Années d'émissions restantes (sur la base des émissions actuelles) pour les différents budgets carbone attribués par le GIEC à des niveaux de réchauffement de +1,5°C, +2°C et +3°C. ©Carbonbrief

Années d’émissions restantes (sur la base des émissions actuelles) pour les différents budgets carbone attribués par le GIEC à des niveaux de réchauffement de +1,5°C, +2°C et +3°C. ©Carbonbrief

Certaines interventions de la Conférence des Nations-Unies sur le climat de Lima (COP20) ont mis une question “brûlante” sur la table: au lieu de viser un objectif de +2°C, ne serait-il en fait pas plus prudent de viser +1,5°C ? En effet, dans son dernier rapport (volume 2), le Groupement d’experts intergouvernemental sur l’évolution du climat (GIEC) pointe, avec ne serait-ce “que” +1°C par rapport à la moyenne 1986-2005 -c’est-à-dire +1,6°C depuis la période préindustrielle- les risques suivants :

– Conséquences sévères pour la survie de certains « systèmes uniques et menacés » (écosystèmes, cultures…).

– Risques élevés de vagues de chaleur, de précipitations extrêmes et d’inondations des zones côtières.

– Impacts croissants sur la biodiversité de la Terre et pour l’ensemble de l’économie mondiale.
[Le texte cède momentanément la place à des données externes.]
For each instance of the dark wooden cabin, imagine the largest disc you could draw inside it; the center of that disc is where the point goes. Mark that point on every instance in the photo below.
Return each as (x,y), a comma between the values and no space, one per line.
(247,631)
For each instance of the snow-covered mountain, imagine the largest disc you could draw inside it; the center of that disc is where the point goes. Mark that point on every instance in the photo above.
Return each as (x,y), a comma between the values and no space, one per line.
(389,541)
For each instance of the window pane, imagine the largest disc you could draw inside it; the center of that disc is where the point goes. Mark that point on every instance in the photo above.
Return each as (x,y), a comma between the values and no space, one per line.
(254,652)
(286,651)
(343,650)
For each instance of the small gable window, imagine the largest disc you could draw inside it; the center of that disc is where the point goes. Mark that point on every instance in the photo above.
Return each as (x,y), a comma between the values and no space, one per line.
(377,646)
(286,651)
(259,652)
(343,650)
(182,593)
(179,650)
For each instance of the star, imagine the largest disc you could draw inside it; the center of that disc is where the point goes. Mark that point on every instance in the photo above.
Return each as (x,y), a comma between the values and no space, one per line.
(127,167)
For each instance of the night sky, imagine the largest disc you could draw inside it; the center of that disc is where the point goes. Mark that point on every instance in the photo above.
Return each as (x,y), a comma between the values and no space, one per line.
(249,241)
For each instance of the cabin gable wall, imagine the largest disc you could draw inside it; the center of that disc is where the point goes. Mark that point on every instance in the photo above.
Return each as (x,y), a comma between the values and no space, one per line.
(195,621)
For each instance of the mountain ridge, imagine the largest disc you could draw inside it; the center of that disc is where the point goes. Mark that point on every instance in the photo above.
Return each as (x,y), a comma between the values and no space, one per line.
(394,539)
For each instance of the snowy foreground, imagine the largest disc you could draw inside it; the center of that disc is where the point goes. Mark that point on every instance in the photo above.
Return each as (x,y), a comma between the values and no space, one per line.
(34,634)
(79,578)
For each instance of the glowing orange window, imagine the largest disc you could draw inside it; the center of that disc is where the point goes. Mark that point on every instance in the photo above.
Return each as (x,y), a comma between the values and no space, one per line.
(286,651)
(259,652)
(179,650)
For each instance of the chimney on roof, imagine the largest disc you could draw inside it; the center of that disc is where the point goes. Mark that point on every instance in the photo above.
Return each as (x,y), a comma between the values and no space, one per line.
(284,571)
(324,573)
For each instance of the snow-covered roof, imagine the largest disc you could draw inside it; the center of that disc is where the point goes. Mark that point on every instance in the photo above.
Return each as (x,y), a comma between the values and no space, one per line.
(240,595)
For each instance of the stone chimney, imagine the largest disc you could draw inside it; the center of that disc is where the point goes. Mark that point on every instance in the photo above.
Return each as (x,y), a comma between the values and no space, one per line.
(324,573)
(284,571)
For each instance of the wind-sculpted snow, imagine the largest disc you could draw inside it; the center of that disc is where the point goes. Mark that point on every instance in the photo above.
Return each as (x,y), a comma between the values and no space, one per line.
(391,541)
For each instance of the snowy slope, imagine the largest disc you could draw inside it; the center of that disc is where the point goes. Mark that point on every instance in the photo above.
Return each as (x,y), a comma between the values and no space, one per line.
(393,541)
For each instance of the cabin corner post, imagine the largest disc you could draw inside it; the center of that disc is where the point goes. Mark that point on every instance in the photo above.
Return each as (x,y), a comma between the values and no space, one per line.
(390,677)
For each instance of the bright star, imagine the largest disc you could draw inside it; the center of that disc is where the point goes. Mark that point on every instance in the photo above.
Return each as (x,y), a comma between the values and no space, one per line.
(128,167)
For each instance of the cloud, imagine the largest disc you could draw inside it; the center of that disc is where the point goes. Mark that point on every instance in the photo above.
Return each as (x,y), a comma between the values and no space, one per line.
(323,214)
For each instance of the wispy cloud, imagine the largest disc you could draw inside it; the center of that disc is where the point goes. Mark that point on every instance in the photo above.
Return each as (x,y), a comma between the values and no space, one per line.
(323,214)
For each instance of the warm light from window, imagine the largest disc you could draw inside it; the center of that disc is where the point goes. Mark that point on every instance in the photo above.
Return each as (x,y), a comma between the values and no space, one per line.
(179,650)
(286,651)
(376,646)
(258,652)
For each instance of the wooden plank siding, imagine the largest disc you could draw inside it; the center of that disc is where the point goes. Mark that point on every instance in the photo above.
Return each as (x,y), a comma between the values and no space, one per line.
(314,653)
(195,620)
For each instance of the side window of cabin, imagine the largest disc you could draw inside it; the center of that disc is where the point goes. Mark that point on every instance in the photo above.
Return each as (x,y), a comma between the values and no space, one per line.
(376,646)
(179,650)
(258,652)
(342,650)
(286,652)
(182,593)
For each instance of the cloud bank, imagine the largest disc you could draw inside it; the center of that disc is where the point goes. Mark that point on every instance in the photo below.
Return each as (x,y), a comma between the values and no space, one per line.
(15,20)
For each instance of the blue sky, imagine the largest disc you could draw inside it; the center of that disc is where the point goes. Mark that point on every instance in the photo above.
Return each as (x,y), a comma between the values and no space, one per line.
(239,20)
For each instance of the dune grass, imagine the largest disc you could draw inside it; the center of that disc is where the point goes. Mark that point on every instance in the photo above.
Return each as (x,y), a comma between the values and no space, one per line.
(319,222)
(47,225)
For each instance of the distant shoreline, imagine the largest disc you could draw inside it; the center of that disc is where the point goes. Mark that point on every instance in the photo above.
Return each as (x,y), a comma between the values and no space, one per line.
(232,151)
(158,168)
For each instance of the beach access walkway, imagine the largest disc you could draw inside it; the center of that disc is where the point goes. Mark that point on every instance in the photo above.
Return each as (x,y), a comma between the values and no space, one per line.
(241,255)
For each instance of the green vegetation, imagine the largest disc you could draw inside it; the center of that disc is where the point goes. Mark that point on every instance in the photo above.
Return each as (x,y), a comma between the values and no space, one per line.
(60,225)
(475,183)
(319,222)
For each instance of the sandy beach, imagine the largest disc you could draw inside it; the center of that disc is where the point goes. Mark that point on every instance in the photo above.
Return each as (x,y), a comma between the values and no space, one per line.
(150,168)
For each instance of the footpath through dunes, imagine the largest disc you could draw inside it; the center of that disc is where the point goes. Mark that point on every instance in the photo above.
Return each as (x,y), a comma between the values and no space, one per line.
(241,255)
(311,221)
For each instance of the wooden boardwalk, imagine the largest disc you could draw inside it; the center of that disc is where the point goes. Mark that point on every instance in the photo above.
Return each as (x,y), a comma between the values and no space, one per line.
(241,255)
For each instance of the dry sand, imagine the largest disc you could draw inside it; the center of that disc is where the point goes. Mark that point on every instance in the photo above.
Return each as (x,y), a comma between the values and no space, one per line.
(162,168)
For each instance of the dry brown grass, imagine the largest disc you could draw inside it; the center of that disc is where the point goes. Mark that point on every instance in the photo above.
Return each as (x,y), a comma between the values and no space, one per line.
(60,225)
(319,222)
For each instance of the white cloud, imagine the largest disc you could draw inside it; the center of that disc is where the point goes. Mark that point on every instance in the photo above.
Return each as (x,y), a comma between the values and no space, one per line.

– Risques croissants de changements soudains et irréversibles pour certains écosystèmes et systèmes physiques terrestres. Selon le GIEC, ce risque augmente même de manière « disproportionnée » entre 1 et 2°C de plus par rapport à la moyenne 1986-2005.

1 chance sur 2 de rester en dessous de +1,5°C avec un budget de CO2 brûlable est fixé à 550 milliards de tonnes

Malheureusement, outre le fait qu’on a déjà pris quelques dixièmes de degrés par rapport à la moyenne 1986-2005, l’option +1,5°C reste, sauf sursaut de conscience généralisée, bien mal engagée. En effet, dans la synthèse globale de son rapport (page 64), le GIEC livre une table qui évalue les chances que l’on a d’atteindre un réchauffement inférieur à 1,5°C ou inférieur à 2°C ou inférieur à 3°C, selon le budget carbone que l’on s’attribue. C’est cette table qui indique que l’on ne doit pas émettre plus de 1000 milliards de tonnes de CO2 si l’on veut rester en dessous d’un réchauffement de +2°C, sachant qu’on en a déjà émis un peu moins de 2 000 milliards depuis 1870, à peu près les débuts du pétrole.

Le GIEC est même plus précis que cela. Il indique que l’on a 66% de chances de rester en dessous des +2°C si on émet moins de 1000 milliards de tonnes de CO2 après 2011. Les chances passent à 50% si l’on émet 1300 milliards de tonnes et à 33% si l’on émet 1500 milliards de tonnes.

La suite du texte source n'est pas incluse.